Unnamed: 0,user_id,utm_source,day,ad_click_timestamp,experimental_group,is_click
0,008b7c6c-7272-471e-b90e-930d548bd8d7,google,6 - Saturday,7:18,A,True
2,00f5d532-ed58-4570-b6d2-768df5f41aed,twitter,2 - Tuesday,,A,False
5,013b0072-7b72-40e7-b698-98b4d0c9967f,facebook,1 - Monday,,A,False
6,0153d85b-7660-4c39-92eb-1e1acd023280,google,4 - Thursday,,A,False
7,01555297-d6e6-49ae-aeba-1b196fdbb09f,google,3 - Wednesday,,A,False


In [66]:
b_clicks.head()

Unnamed: 0,user_id,utm_source,day,ad_click_timestamp,experimental_group,is_click
1,009abb94-5e14-4b6c-bb1c-4f4df7aa7557,facebook,7 - Sunday,,B,False
3,011adc64-0f44-4fd9-a0bb-f1506d2ad439,google,2 - Tuesday,,B,False
4,012137e6-7ae7-4649-af68-205b4702169c,facebook,7 - Sunday,,B,False
9,01a210c3-fde0-4e6f-8efd-4f0e38730ae6,email,2 - Tuesday,15:21,B,True
10,01adb2e7-f711-4ae4-a7c6-29f48457eea1,google,3 - Wednesday,,B,False


In [75]:
#For each group (a_clicks and b_clicks), calculate the percent of users who clicked on the ad by day.
a_clicks_percent = a_clicks.groupby(['day', 'is_click']).user_id.count().reset_index()

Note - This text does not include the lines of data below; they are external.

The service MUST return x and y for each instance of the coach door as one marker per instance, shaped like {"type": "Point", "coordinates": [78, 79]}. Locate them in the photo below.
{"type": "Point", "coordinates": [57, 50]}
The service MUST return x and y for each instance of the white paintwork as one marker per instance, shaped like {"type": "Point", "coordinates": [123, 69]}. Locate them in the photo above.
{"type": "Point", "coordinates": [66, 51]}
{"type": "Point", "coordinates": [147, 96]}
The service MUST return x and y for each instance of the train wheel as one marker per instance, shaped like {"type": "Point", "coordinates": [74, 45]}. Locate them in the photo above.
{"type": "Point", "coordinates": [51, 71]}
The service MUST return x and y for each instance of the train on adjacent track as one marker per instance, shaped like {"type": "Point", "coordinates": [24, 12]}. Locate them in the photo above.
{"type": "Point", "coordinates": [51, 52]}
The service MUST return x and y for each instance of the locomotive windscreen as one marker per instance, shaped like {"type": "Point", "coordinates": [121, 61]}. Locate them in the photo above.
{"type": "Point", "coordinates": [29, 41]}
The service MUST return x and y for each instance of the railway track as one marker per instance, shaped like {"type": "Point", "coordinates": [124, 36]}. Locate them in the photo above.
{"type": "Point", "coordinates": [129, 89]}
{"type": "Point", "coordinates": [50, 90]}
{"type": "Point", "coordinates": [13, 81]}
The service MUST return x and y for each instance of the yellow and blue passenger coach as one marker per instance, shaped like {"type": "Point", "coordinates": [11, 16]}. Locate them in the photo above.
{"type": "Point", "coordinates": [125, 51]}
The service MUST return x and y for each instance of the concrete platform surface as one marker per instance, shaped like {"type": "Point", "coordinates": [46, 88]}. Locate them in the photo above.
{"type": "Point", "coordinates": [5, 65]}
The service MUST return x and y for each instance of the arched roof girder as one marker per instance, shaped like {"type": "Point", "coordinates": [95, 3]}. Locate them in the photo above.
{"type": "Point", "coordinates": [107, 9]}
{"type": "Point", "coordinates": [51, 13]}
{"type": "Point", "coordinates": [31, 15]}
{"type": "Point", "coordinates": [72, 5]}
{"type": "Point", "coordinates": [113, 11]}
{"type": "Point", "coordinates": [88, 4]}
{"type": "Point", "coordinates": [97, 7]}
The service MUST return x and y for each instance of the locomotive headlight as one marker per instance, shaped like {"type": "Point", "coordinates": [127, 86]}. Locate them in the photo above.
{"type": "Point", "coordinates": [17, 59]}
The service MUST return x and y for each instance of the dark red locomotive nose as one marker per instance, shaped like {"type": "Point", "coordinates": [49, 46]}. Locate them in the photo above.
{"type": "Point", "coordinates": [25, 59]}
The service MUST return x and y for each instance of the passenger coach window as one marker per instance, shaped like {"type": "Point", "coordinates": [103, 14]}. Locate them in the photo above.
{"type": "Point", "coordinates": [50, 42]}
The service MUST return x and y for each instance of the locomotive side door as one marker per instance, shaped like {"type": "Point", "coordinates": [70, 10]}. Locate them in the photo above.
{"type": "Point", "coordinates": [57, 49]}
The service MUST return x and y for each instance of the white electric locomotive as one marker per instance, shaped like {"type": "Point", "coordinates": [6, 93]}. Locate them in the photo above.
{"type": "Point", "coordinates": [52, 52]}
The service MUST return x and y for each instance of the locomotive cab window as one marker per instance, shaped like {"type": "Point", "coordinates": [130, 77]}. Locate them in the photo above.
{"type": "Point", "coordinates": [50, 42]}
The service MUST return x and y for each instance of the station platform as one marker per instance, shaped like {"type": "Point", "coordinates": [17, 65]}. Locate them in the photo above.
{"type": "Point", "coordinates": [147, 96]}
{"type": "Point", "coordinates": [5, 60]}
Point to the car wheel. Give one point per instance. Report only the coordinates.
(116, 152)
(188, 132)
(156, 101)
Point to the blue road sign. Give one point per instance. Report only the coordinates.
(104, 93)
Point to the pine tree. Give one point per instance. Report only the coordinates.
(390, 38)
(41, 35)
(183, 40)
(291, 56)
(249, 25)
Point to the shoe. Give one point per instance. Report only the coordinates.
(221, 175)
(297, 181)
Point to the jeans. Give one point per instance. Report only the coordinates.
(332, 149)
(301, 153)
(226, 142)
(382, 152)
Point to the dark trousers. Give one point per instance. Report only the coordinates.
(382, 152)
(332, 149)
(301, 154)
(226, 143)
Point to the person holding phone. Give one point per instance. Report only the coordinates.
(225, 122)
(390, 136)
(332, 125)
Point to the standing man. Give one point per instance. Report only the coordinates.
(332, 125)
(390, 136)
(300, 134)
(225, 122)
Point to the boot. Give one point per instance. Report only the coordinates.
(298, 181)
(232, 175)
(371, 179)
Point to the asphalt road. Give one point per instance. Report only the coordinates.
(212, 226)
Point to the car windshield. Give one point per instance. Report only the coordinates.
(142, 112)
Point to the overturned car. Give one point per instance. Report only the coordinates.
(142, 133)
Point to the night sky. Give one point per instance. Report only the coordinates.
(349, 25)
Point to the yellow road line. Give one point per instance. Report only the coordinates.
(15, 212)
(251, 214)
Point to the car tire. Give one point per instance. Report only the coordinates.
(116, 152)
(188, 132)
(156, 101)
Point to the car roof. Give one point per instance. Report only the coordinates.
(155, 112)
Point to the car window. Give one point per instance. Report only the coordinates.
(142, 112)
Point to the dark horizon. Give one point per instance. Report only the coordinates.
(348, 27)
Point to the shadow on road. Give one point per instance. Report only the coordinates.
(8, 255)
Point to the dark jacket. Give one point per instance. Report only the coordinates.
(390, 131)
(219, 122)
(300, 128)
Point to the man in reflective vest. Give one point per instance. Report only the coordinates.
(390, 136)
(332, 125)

# Create a pivot table to represent the data better
a_clicks_percent_pivot = a_clicks_percent.pivot(
    columns='is_click',
    index='day',
    values='user_id'
).reset_index()

# Create a new column to calculate the percentage of users who clicked on the ads
# based on the day of the week
a_clicks_percent_pivot['percent_clicked'] = a_clicks_percent_pivot[True] / \
    (a_clicks_percent_pivot[True] + a_clicks_percent_pivot[False])

# And check the results
a_clicks_percent_pivot

is_click,day,False,True,percent_clicked
0,1 - Monday,70,43,0.380531
1,2 - Tuesday,76,43,0.361345
2,3 - Wednesday,86,38,0.306452
3,4 - Thursday,69,47,0.405172
4,5 - Friday,77,51,0.398438
5,6 - Saturday,73,45,0.381356
6,7 - Sunday,66,43,0.394495


In [76]:
# And repeat the analysis for ad B
b_clicks_percent = b_clicks.groupby(['day', 'is_click']).user_id.count().reset_index()

# Create a pivot table to represent the data better
b_clicks_percent_pivot = b_clicks_percent.pivot(
    columns='is_click',
    index='day',
    values='user_id'
).reset_index()

# Create a new column to calculate the percentage of users who clicked on the ads
# based on the day of the week
b_clicks_percent_pivot['percent_clicked'] = b_clicks_percent_pivot[True] / \
    (b_clicks_percent_pivot[True] + b_clicks_percent_pivot[False])

# And check the results
b_clicks_percent_pivot

is_click,day,False,True,percent_clicked
0,1 - Monday,81,32,0.283186
1,2 - Tuesday,74,45,0.378151
2,3 - Wednesday,89,35,0.282258
3,4 - Thursday,87,29,0.25
4,5 - Friday,90,38,0.296875
5,6 - Saturday,76,42,0.355932
6,7 - Sunday,75,34,0.311927


<u>Comparing the results by day of the week and type of A<u>

Based on the click rate of both ads, the company should use `Ad A` because the percentage of user clicks was rather higher when users were shown `Ad A`.
For example, from **Thursday** to **Sunday** users clicked over **38%** of the time. Indeed, **Thursdays** saw a click rate of approximately **40.5%**, which is significantly higher than the same day with `Ad B`.